Let me stop you before you call me jealous and bitter. I’ll do it myself. I’m jealous and bitter. But it’s not what you might think. This isn’t about the Bears’ decades-long inability to find a quarterback, though I have tested positive for jealousy and bitterness about that situation many times. This isn’t about Rodgers’ new contract extension with the Packers, a development that means the Bears likely will have to face him twice a year for the next couple of seasons — after they had hoped with all their hearts that he would play for another team in 2022. And this isn’t about the possibility of the Bears meeting Brady down the road. (What’s more likely, the Bears or Brady in the playoffs in 2027?)

There’s something deeper here. It’s that the Bears never seem to have a player like this, a megastar, a person who torments opposing teams and their fans for years — and maybe his own fan base once in a while.

An icon.

This is about the decades-long absence of a true Bears superstar. Brian Urlacher? A great player. A Hall of Famer. But not iconic, unless iconic means having your face on a phalanx of interstate billboards promoting a hair-restoration company. No, you have to go back to Walter Payton and Mike Ditka to find a Bears player or coach who could make a non-sports fan stop in his tracks in any street in America.

I don’t want to do too much self-analysis here, lest I discover that, deep down, I’m actually an emotionally needy orphan boy from Luxembourg. But when I complain about Rodgers and Brady and their need for attention, endorsements and affirmation, maybe I’m feeling an emptiness for our city. We deserve much better than what we’ve gotten from the Bears. We also deserve a player big enough for a stage as big as Chicago.

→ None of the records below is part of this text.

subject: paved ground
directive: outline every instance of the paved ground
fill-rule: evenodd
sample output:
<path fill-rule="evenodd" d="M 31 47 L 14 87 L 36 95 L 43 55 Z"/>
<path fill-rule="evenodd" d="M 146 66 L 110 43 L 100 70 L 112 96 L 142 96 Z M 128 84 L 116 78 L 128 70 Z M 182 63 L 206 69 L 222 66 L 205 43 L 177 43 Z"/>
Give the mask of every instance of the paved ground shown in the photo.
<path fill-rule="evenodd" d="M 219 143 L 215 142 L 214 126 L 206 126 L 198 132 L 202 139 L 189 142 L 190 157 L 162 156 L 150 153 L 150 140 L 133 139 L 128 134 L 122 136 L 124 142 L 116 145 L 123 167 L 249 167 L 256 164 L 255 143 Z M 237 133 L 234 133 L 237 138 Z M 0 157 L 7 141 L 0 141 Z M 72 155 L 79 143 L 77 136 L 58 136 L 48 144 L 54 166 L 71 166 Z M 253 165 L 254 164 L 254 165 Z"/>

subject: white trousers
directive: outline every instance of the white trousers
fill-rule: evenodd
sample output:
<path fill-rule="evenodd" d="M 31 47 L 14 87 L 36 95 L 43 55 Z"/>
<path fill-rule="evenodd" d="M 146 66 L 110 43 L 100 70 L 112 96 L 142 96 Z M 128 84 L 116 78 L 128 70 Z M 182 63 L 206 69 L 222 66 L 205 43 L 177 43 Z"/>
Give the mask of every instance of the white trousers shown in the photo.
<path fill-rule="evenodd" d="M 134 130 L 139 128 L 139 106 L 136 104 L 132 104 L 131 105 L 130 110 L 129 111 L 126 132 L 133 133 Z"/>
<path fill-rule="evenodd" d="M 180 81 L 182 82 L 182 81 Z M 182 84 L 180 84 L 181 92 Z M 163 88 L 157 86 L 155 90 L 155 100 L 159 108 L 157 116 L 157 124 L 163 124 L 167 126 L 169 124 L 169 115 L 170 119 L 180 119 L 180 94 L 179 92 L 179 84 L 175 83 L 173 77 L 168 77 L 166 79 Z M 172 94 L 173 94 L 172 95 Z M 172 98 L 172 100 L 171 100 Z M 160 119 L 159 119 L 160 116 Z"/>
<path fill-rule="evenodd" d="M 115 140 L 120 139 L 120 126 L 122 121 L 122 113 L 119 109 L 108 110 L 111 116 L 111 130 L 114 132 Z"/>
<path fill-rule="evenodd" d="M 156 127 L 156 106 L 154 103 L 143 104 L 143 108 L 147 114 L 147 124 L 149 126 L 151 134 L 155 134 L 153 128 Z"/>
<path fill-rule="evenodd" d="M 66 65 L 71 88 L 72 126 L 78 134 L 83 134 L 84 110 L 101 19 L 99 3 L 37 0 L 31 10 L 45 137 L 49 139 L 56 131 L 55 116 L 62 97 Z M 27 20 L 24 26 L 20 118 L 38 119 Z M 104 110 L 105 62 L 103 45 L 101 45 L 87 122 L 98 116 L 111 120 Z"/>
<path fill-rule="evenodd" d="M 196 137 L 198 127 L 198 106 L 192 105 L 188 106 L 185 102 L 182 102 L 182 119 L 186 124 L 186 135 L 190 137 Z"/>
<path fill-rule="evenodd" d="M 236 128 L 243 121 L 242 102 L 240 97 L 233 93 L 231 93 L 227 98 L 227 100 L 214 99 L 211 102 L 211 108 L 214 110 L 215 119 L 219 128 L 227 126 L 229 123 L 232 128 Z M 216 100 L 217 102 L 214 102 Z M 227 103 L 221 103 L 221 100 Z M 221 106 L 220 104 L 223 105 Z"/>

There was speculation that Brady had considered signing with the Bears before he signed with the Buccaneers two years ago. I don’t know if it’s true. What is true is that the Bears rarely land the big prize. Or when they do — acquiring Khalil Mack — it doesn’t work out.

The true believers among you, the ones who can’t quit the Bears, say Justin Fields will become the icon I seek. They say he’ll be the star quarterback the franchise hasn’t had since Sid Luckman and the iconic player it hasn’t had since ‘‘Sweetness.’’ But they’re dealing in aspiration, not reality. Very little from Fields’ rookie season backs up their hope. Here’s the thing, though: You never know. And not knowing is intoxicating. The McCaskeys count on it.

I’m not going to apologize for asking whether Brady un-retired after he realized there was too much home life involved. I’m not going to apologize for being up in his business. He has been trying to sell me products for years, and I don’t recall asking for them. Fair’s fair.

Packers fans were divided about whether they wanted Rodgers back in Green Bay. Many were tired of his self-absorption. But I’m guessing most of them are more than pleased that his quarterbacking talents again will benefit the Packers.

Sick of Brady and Rodgers? Me, too. But I’d put up with all kinds of nonsense in return for an icon.